Loaded Guns (Blu-ray Review)
Director
Fernando di LeoRelease Date(s)
1975 (January 30, 2024)Studio(s)
Cineproduzioni Daunia 70 (Raro Video/Kino Lorber)- Film/Program Grade: D
- Video Grade: B-
- Audio Grade: A-
- Extras Grade: B
Review
You’d think an Italian crime film starring Ursula Andress and Woody Strode, directed by genre specialist Fernando di Leo, with a poster featuring Strode and co-star Marc Porel, guns drawn, flanking voluptuous Andress, would have something to offer, right?
Alas, Loaded Guns (Colpo in canna, “Shot in the Barrel,” 1975) is miserably bad, so bad even the frequent nudity of Andress and her undeniably fabulous body can’t save it. The movie isn’t at all what the above description suggests. Opening with sprightly music and a cartoony font in its main title design, I was surprised to discover this was a comedy, at least it was intended as one, sort of Confessions of a Stewardess but with the mindset of Franco and Ciccio slapstick.
Criminally overlong at 96 minutes, the thin plot concerns airline stewardess Nora Green (Andress), who during a stopover in Naples, is asked to deliver a letter to Silvera (Woody Strode), who happens to be one of two rival gangsters fighting for control of the city’s drug trade. The message is a threat of some kind from “the American,” a hitman so mysterious no one that has seen his face has ever lived. Silvera, thinking Nora is in cahoots with the American, has his thugs beat her ruthlessly, punching her in the gut until she’s unconscious and then dump her on the sidewalk. I told you—a million laughs, this.
Then again, Silvera’s thugs couldn’t have beaten her too badly, because after stranger Manuel (Marc Porel) takes her to his home to recover, in no time she strips to her underwear, and shows no signs of bruising. Indeed, despite the severity of the beating, Nora is curiously unconcerned that Silvera’s men, or the American, or gangsters from a rival gang headed by Don Calò (Aldo Giuffrè) might come looking for her which, of course, they do.

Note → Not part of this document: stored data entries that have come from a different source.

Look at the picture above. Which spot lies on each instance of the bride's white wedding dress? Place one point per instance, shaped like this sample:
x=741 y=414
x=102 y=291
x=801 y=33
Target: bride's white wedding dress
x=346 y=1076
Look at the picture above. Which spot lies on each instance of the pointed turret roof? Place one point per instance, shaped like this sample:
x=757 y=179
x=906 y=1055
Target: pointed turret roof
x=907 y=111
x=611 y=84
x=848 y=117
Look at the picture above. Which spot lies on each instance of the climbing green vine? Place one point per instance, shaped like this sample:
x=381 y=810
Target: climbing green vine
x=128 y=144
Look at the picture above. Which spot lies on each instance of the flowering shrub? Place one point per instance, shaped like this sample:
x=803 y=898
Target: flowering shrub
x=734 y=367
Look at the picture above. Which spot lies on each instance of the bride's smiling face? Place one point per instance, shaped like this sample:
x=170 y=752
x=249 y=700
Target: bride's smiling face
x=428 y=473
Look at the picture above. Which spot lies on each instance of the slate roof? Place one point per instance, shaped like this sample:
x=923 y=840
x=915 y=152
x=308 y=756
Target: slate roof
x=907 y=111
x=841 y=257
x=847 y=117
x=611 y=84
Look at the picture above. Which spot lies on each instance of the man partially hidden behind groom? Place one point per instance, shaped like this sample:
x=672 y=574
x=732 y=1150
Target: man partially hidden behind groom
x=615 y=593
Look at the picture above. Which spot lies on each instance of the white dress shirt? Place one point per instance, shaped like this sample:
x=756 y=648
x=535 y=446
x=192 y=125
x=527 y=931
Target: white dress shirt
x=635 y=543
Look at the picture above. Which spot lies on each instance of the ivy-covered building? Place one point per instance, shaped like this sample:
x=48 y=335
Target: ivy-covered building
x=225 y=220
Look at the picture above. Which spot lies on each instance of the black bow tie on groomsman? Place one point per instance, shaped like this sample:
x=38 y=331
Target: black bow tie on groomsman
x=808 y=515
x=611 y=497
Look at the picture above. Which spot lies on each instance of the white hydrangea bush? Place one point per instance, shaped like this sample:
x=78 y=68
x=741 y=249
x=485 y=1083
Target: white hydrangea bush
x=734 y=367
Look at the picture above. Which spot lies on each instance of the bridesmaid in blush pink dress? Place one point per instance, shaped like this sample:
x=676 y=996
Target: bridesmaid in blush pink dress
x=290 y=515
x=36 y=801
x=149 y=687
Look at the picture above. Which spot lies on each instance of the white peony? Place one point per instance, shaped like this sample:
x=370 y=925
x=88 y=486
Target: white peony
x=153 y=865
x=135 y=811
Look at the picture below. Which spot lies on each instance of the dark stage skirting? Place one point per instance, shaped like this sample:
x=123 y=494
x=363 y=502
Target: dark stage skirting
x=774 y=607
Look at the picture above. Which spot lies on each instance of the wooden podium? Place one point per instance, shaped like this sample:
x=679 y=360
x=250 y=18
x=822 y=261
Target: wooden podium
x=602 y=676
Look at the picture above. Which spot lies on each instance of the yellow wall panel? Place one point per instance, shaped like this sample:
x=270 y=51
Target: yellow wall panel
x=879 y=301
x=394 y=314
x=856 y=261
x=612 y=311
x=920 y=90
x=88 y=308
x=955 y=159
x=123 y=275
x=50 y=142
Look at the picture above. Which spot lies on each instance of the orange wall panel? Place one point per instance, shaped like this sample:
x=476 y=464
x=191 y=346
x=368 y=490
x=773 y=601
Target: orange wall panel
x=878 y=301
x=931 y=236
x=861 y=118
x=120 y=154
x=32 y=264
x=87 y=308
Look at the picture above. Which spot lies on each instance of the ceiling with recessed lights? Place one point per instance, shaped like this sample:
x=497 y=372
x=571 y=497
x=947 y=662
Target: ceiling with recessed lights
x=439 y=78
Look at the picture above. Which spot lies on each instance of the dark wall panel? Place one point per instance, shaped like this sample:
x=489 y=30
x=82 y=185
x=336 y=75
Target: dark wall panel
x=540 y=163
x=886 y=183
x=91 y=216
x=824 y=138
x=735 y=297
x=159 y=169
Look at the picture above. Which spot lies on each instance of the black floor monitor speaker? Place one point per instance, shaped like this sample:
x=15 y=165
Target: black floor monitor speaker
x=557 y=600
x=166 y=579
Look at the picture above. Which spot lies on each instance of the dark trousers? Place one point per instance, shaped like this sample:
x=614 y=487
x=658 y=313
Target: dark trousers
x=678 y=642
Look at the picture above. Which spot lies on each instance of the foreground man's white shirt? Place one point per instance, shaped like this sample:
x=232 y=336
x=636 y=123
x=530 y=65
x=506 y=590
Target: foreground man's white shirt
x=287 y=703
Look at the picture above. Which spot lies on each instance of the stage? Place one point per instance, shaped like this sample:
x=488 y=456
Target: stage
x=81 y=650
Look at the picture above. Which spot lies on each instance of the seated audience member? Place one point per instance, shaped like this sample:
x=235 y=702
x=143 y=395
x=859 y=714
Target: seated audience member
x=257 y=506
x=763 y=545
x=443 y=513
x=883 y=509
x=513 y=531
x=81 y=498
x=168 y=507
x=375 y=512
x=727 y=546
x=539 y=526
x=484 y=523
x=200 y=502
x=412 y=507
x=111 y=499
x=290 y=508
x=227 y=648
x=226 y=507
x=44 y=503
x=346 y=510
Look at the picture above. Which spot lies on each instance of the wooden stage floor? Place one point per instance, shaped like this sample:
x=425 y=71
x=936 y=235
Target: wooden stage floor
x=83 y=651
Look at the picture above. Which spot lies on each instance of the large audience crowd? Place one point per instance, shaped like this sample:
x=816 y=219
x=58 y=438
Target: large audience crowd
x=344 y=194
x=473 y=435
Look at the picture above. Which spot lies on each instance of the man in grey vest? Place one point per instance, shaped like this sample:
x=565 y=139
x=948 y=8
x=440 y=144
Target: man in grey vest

It’s easy to differentiate a great film from a poor one: in great films, every scene has a point. (And, in many of the greatest films, every shot has a point.) At the other end of this spectrum are movies like Loaded Guns, which is overrun with scenes that have no point at all. The plot barely exists, so it jerks along at an excruciatingly slow pace from one slapstick chase to another, from one nude scene with Andress to the next. In between is endless filler, shots of Andress walking across the street, methodically changing her costumes, dull scenes of Alpha Romeros and Fiats chasing one another, etc. Director di Leo is no Lubitsch; he’s not even William Asher, whose slapstick climaxes to AIP’s Beach Party movies this resembles.
With few exceptions, Italian film comedy doesn’t travel, though I’d be surprised if even Italian audiences found Loaded Guns amusing. When a pervert interrupts Andress’s afternoon bath, she clobbers the man, his pants down, with a vase and he lands in the tub, knocked-out. She calls room service, complaining her bath tub is “clogged,” and two unblinking bellhops remove the unconscious slob, pants down and all, dumping him into a laundry hamper and rolling him away. Funny?
Andress was a limited actress but spectacularly good-looking. Even here, in her late 30s, her body is in better shape than the best-looking 20-year-olds. Likewise, Woody Strode, pushing 60, is impressively fit, though the picture doesn’t use him well. Though he had only a handful of good film roles (Sergeant Rutledge, Spartacus, The Professionals), Strode was a genuine movie star and bona fide hero to several generations of white kids as well as racial minorities. It’s both gratifying and a little sad to see him here, prominent but wasted in a trivial, dumb movie.
Swiss-French actor Marc Porel has much less to do. He worked in several prominent films for major directors like Costa-Gavras, Henri Verneuil, Georges Lautner, Jacques Deray, and Luchino Visconti, but died of meningitis in 1983 at just 35.
Raro Video’s all-region Blu-ray presents the film in 1.85:1 widescreen. The image is okay but rather blah, with rather unimpressive color and contrast. The Blu-ray defaults to the Italian-dubbed version, with good English subtitles. Though Andress spoke Italian well it doesn’t sound like her voice on the track, and Strode is clearly dubbed. The English version definitely uses both their voices. The track is rougher than the Italian one but acceptable. Both are DTS-HD Master Audio (2.0 mono).
Extras include a well-researched audio commentary by film historian Rachael Nisbet, and an older featurette for an earlier Italian DVD release, Fernando di Leo: Parody of a Genre. Included are interviews with di Leo (who died in 2003) and associates and it runs 19:53. However, for some reason, this 4:3 show has been disappointingly stretched to fill the 16:9 screen.
Even copious nude scenes by Ursula Andress can’t hide the fact that Loaded Guns is a stinker.